第15話
緑の電車は、のどかに走る。でも車内は混雑している。
「この通勤ラッシュにも慣れたけど、なんとかならないものかなぁ」そう思いながら島田は、片手スマホで朝のニュースをチェックする。
ほどなく横浜駅に、電車が滑り込んで、人の流れに逆らわないようにスルスル歩いて、改札を出た。

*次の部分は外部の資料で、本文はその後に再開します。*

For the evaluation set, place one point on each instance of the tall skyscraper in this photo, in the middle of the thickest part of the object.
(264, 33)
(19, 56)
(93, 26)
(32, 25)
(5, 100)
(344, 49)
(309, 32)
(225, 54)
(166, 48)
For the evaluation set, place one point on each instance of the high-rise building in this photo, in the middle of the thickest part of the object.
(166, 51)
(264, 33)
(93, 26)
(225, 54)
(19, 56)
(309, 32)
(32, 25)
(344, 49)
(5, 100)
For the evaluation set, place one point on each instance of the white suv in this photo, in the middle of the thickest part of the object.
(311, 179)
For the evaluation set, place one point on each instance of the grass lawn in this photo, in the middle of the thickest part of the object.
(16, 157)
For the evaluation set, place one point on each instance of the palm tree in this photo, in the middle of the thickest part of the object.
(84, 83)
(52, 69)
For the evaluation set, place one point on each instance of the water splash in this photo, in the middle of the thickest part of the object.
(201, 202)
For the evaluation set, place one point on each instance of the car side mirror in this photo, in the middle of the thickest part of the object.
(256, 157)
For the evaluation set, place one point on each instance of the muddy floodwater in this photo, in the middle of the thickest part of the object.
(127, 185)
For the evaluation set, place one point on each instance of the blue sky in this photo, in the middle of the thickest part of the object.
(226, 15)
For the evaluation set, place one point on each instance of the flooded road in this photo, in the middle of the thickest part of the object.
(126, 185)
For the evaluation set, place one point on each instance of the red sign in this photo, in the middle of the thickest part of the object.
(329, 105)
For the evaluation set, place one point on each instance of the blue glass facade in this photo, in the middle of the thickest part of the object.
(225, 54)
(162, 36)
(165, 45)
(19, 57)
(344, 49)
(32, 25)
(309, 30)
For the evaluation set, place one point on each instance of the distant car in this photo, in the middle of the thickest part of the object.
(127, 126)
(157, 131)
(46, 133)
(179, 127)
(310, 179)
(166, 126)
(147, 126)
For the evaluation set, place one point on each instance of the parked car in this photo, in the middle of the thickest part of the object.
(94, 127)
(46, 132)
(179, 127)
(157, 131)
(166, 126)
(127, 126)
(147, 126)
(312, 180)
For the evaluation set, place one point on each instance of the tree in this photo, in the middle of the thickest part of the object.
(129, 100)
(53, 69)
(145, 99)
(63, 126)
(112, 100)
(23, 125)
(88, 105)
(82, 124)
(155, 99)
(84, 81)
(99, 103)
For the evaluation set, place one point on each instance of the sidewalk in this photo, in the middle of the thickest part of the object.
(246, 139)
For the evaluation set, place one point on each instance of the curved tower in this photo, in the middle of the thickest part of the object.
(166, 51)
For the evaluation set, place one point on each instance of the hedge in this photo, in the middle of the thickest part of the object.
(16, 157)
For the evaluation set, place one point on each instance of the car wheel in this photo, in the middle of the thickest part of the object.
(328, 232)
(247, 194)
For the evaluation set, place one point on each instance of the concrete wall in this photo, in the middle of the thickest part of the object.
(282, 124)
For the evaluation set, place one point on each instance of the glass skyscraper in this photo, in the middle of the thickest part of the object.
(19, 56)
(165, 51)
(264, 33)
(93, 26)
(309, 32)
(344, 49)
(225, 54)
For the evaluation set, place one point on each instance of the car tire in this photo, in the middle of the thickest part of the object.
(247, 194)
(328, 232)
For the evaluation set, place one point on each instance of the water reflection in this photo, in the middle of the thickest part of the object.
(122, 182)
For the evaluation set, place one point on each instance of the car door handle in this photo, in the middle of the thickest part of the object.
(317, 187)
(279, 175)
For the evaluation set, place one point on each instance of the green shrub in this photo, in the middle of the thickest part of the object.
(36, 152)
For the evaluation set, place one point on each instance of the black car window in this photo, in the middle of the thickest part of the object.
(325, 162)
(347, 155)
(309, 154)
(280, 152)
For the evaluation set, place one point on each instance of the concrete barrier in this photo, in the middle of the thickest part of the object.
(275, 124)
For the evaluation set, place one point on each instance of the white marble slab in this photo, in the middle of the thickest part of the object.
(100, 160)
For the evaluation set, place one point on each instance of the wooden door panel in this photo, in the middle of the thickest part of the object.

まだ開店前のジョイナスを抜け、よどんだ帷子川を渡り、従業員口から建物に入った。
「おはようございます!」
そう挨拶すると、赤い蝶ネクタイが目に入った。
「太田さん、赤ですか?」
「そうだよ、いいじゃないの、こういうのでちょっと目立っても。そういう島田君は、どんなのを選んだんだい?」
「俺は黒ですよ、フォーマルなやつで」
「まあいいけど、こういう遊びの要素があるのは、やっぱり遊ばないと」
太田が蝶ネクタイを、両手で持って、ピンと張る。
「おはようございます」
本田が出勤してきた。そして言った。
「太田さん、赤ですか?」
「そうだよ、いいだろう。君はどんなのにしたんだ?」
「僕のは... 。これです」
そういって本田が鞄から、デニム地に白のドットが入った蝶ネクタイを出した。
「おぉ、かわいいの選びましたね」
島田が、「ほぉ」という顔をした。
「学生の時に買ったやつなので、年相応なの買いに行けばよかったかなぁ」
「いやいや、いいのよ、こういう要素は遊んでいこう」
「おはようございます」
小湊が近づいてきて言った。
「太田さんは、赤い蝶ネクタイですか。」
「みんななんなの?赤はダメなの?」
「いえ、目立ってるなと思って。」
そういう小湊の首もとには、ワインレッドの蝶ネクタイがあった。
「小湊さんのが、一番しっくりきますね」
島田が言う。
「ありがとうございます。私のお気に入りなんです」
「こ・う・い・う・の・は!」
太田は声を張ったところで、太田の後ろから声がかかった。
「おはようみんな。おぉ、蝶ネクタイもいろいろあって楽しいね」
「「「「おはようございます、部長」」」」
みんなそろって挨拶した。部長は、ストライプの蝶ネクタイだった。
「ほらね、部長は遊び心をわかっていらっしゃる」
太田が感心していった。島田も本田も、小湊も少し苦笑いだ。
「部長、ご自分で選ばれたんですか?」
「そうだよ、小湊さん。こういうのは楽しまないと。小湊さんのこのアイデア、いいね」
部長は少し胸を張って、続けた。